Class CudaStream

Wrapps a CUstream handle. In case of a so called NULL stream, use the native CUstream struct instead.

Inheritance

System.Object

CudaStream

Implements

System.IDisposable

Inherited Members

System.Object.Equals(System.Object)

System.Object.Equals(System.Object, System.Object)

System.Object.GetHashCode()

System.Object.GetType()

System.Object.MemberwiseClone()

System.Object.ReferenceEquals(System.Object, System.Object)

System.Object.ToString()

Namespace: ManagedCuda

Assembly: ManagedCuda.dll

Syntax

public class CudaStream : IDisposable

Constructors

| Improve this Doc View Source

CudaStream()

Creates a new Stream using None

Declaration

public CudaStream()

| Improve this Doc View Source

CudaStream(CUstream)

Creates a new wrapper for an existing stream

Declaration

public CudaStream(CUstream _stream)

Parameters

Type	Name	Description
CUstream	_stream

| Improve this Doc View Source

CudaStream(CUStreamFlags)

Creates a new Stream

Declaration

public CudaStream(CUStreamFlags flags)

Parameters

Type	Name	Description
CUStreamFlags	flags	Parameters for stream creation (must be None)

| Improve this Doc View Source

CudaStream(Int32)

Creates a new Stream using None and with the given priority

This API alters the scheduler priority of work in the stream. Work in a higher priority stream may preempt work already executing in a low priority stream.

priority follows a convention where lower numbers represent higher priorities.

'0' represents default priority.

Declaration

public CudaStream(int priority)

Parameters

Type	Name	Description
System.Int32	priority	Stream priority. Lower numbers represent higher priorities.

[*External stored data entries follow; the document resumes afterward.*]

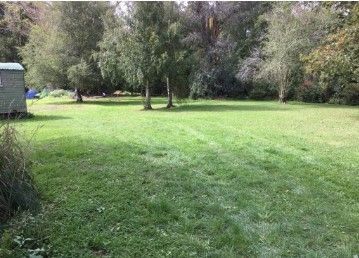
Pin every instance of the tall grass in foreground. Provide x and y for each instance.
(17, 191)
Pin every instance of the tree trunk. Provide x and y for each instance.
(147, 105)
(78, 95)
(169, 94)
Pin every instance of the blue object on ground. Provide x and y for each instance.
(31, 94)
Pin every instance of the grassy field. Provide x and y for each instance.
(207, 178)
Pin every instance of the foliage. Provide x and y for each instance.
(197, 49)
(293, 29)
(59, 93)
(202, 179)
(335, 62)
(79, 75)
(16, 20)
(65, 43)
(17, 191)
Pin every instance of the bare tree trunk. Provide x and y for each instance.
(78, 95)
(169, 93)
(147, 104)
(283, 89)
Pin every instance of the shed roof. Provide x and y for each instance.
(11, 66)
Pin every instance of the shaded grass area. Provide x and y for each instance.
(207, 178)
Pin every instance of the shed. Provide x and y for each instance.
(12, 88)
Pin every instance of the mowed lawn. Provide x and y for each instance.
(207, 178)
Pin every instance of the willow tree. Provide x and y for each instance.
(132, 48)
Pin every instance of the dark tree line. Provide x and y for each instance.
(306, 51)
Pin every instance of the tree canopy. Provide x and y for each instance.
(294, 50)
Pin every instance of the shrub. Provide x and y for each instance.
(17, 191)
(59, 93)
(263, 91)
(350, 94)
(310, 93)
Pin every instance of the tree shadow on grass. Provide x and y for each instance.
(101, 102)
(37, 118)
(223, 108)
(112, 101)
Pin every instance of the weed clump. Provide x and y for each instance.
(17, 190)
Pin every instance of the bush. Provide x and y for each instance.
(310, 93)
(17, 191)
(350, 94)
(263, 91)
(59, 93)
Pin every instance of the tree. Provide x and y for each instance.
(134, 48)
(335, 63)
(293, 29)
(65, 42)
(16, 20)
(173, 56)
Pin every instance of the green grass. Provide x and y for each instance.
(207, 178)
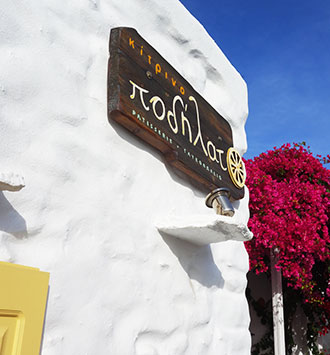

| Improve this Doc View Source

CudaStream(Int32, CUStreamFlags)

Creates a new Stream using None and with the given priority

This API alters the scheduler priority of work in the stream. Work in a higher priority stream may preempt work already executing in a low priority stream.

priority follows a convention where lower numbers represent higher priorities.

'0' represents default priority.

Declaration

public CudaStream(int priority, CUStreamFlags flags)

Parameters

Type	Name	Description
System.Int32	priority	Stream priority. Lower numbers represent higher priorities.
CUStreamFlags	flags	Parameters for stream creation (must be None)

Properties

| Improve this Doc View Source

Stream

returns the wrapped CUstream handle

Declaration

public CUstream Stream { get; set; }

Property Value

Type	Description
CUstream

Methods

| Improve this Doc View Source

AddCallback(CUstreamCallback, IntPtr, CUStreamAddCallbackFlags)

Adds a callback to be called on the host after all currently enqueued items in the stream have completed. For each cuStreamAddCallback call, the callback will be executed exactly once. The callback will block later work in the stream until it is finished.

The callback may be passed Success or an error code. In the event of a device error, all subsequently executed callbacks will receive an appropriate CUResult.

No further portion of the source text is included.